The input metadata offers essential information about the video, comprising a sequence of images that create the motion picture, along with its size, height, and width.
{
"data":{
"video Files":"["000000.jpg","000001.jpg","000002.jpg"...]",
"video Original url":"https://New-York-Street-Video.mp4",
"video Original file name":"New-York-Street-Video.mp4",
"video Frames per second": "29.97002997002997",
"video Total frames": "29",
"video Height": "1080",
"video Width": "1920",
"video Duration": "0.531000"
}
}
Input
The 'data' element systematically enumerates the inputs as specified in the project settings. In this context, the defined inputs include 'name' and 'url'. This means that the 'data' element will specifically list and reference these inputs, aligning with how they are configured within the project's parameters.
Scene outputs reflect the entire workspace. In this instance, elements like “date” and “comments” prefixed with 'output_', are examples of scene outputs. These outputs also encompass the overall scene context, such as indicating whether it's day or night, or whether the weather is sunny or rainy.
{
"output_date":"2025-05-07",
"output_comments":"This is a test comment"
}
Shape output
When annotating a video, it involves marking shapes on each image in the sequence, thus forming a list. Each marked shape is identified as a 'shape output'. These shape outputs are often called 'nested outputs' due to their organizational structure. They can either be integrated within a workspace output or presented as nested objects in the JSON output file.
In the provided JSON example, observe how the points of a rectangle change from frame 0 to frame 15. This variation occurs because one object is being annotated throughout the entire sequence, indicative of the video format. The changing points across different frames illustrate how the object's position or shape is dynamically tracked and annotated across the video, showcasing the concept of multiple frames in video annotation.

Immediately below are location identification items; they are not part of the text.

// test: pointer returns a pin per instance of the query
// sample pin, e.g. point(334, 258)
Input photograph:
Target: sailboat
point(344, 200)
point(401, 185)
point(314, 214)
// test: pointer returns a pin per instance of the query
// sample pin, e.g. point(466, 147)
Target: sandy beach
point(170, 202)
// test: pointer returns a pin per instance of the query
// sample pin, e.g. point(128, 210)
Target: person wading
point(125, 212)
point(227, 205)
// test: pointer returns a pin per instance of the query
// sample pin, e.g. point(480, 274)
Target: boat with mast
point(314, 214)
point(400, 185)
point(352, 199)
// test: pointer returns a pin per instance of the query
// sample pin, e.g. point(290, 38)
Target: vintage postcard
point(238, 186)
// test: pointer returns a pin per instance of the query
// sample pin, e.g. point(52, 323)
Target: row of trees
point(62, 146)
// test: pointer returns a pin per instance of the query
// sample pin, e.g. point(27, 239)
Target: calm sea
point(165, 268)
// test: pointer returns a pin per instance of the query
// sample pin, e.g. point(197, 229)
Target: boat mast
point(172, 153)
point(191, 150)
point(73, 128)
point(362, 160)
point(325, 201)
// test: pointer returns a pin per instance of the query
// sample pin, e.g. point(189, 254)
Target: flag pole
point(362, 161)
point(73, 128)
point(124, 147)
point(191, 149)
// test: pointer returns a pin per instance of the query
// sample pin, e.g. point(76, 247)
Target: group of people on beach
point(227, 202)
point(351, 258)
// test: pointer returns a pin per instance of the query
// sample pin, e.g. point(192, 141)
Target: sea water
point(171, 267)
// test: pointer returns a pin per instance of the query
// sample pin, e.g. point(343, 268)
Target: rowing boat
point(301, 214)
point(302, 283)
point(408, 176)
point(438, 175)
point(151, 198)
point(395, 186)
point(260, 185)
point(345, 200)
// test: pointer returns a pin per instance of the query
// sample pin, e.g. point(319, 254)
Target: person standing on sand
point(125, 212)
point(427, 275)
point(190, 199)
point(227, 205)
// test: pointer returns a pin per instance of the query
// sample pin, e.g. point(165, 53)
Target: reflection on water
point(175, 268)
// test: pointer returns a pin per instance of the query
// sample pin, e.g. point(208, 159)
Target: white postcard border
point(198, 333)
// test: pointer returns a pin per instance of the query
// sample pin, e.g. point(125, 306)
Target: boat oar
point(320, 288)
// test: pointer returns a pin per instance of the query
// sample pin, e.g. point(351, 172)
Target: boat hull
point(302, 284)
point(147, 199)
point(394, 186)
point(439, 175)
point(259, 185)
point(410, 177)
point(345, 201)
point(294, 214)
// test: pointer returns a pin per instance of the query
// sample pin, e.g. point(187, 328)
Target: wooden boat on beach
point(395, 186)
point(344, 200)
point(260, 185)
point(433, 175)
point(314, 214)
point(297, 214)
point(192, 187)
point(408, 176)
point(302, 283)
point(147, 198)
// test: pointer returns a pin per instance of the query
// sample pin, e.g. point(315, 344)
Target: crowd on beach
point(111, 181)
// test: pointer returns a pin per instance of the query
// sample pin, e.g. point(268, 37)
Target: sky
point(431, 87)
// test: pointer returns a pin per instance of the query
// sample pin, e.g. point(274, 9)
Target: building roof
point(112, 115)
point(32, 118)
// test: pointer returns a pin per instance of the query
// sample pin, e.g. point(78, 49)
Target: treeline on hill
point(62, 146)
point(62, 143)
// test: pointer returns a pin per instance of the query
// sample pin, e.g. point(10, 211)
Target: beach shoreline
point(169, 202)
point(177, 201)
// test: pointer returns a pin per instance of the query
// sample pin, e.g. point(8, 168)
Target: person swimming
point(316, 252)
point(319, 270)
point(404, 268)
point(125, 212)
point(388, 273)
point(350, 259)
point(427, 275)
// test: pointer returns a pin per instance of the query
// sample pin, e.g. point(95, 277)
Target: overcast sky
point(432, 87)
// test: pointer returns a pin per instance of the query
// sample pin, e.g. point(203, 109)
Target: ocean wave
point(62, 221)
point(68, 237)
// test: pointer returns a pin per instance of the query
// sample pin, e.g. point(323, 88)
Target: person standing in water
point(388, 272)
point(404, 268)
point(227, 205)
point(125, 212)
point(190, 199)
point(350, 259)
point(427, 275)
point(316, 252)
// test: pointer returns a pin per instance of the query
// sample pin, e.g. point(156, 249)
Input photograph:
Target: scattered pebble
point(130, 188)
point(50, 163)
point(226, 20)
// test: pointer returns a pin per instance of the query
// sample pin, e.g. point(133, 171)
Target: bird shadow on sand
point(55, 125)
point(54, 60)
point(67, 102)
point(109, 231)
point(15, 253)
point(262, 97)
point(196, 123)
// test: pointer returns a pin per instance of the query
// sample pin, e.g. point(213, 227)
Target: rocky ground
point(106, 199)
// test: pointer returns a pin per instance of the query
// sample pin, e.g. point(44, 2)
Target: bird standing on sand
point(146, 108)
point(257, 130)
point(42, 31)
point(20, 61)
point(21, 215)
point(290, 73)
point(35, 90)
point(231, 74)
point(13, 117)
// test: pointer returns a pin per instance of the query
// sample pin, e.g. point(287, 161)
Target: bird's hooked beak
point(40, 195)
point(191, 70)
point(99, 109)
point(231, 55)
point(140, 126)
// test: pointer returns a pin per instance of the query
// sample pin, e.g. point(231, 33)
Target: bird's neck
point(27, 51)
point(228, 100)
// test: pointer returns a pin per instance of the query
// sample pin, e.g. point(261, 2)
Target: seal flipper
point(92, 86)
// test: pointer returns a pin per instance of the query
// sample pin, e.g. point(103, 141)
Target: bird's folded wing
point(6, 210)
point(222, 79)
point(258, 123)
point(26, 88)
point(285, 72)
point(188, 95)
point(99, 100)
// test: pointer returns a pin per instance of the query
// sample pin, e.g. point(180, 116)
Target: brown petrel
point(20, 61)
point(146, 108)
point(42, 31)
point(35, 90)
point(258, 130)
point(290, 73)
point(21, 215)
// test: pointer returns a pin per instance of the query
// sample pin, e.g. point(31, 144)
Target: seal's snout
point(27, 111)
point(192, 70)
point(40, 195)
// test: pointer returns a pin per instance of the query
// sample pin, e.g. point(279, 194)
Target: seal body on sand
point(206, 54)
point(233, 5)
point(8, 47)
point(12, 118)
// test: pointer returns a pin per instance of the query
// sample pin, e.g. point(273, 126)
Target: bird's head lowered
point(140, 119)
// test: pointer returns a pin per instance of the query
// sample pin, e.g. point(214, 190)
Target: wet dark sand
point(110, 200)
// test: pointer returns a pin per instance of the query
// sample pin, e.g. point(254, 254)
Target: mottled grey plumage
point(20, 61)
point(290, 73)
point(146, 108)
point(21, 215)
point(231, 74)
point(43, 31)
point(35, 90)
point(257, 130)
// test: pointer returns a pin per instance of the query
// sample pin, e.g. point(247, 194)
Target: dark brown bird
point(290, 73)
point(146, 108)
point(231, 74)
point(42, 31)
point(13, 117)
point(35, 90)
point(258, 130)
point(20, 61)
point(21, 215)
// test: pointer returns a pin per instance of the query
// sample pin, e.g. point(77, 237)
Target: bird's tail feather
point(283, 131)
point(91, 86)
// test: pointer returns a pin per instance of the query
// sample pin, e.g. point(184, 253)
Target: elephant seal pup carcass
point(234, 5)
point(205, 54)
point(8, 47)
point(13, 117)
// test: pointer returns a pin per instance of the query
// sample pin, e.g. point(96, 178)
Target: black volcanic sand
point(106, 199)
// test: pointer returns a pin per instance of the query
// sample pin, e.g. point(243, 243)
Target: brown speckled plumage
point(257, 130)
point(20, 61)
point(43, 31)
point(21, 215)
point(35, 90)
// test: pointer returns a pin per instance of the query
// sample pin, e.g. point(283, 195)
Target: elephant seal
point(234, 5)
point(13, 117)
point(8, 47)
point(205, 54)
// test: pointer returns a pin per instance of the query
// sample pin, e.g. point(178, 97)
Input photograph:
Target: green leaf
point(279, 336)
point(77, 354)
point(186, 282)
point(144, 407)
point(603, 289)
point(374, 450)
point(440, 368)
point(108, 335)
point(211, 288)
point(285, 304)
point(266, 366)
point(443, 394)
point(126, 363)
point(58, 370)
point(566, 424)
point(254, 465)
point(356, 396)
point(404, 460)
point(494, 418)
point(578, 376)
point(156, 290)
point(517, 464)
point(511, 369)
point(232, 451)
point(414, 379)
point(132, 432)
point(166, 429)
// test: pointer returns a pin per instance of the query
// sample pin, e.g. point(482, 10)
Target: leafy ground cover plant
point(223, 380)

The workspace serves as the canvas for creating annotations, with any shapes drawn on it constituting the workspace's outputs. Specifically for video annotations, this workspace is always referred to as 'output_video'.
{
"output_video": [
{
"shapes": []
}
]
}
Output Type
Multi-level menu
Multi-level menus consist of a hierarchy of nested menus. In our JSON format representation, this hierarchical structure is denoted using the '|' character. For instance, in the 'object' output provided as an example, 'color' represents the first level of the hierarchy, while 'multiple colors' signifies the second level. This notation effectively communicates the layered organization of the menu options
{
"object":"color|black and white"
}
Dropdown
The syntax for a dropdown output is structured simply as 'key': 'value'. For example, a dropdown can be found within the 'category' tag in this scenario.
{
"category":"pedestrian"
}
Radio button
The syntax used for a radio button output adopts a straightforward 'key': 'value' format. In the given example, a radio button is located under the 'position' tag.
{
"position":"forward"
}
Checkbox
The syntax for a checkboxes output is structured as 'key': { 'option1': '0', 'option2': '1' }, where the number '1' indicates the selected option. Examples of checkboxes can be found under the 'road side' tag
The date output adheres to the standard date format, exemplified as '2025-05-07'
{
"output_date":"2025-05-07"
}
Text area
The syntax for a text area output uses a straightforward 'key': 'value' format. In this structure, the value can represent a paragraph of text
{
"output_comments":"This is a test comment"
}
Frames
Multiple frames
Refers to a series of individual images or "frames" that make up a video or animation. Each frame is a static image, and when these frames are played in sequence at a certain speed, they create the illusion of motion.
{
"frame_number": 0
}
Visibility
The 'visibility' element indicates the visibility of a shape in a given frame. A shape might be visible in one frame but obscured by another object in the next, rendering it invisible. However, it can reappear in subsequent frames. This element helps track the shape's visibility across different frames.
Visible
{
"visibility": 1,
}
Not visible
{
"visibility": 0,
}
Frame number
The 'frame_number' in a 'key_frame' represents its position within the overall sequence of frames.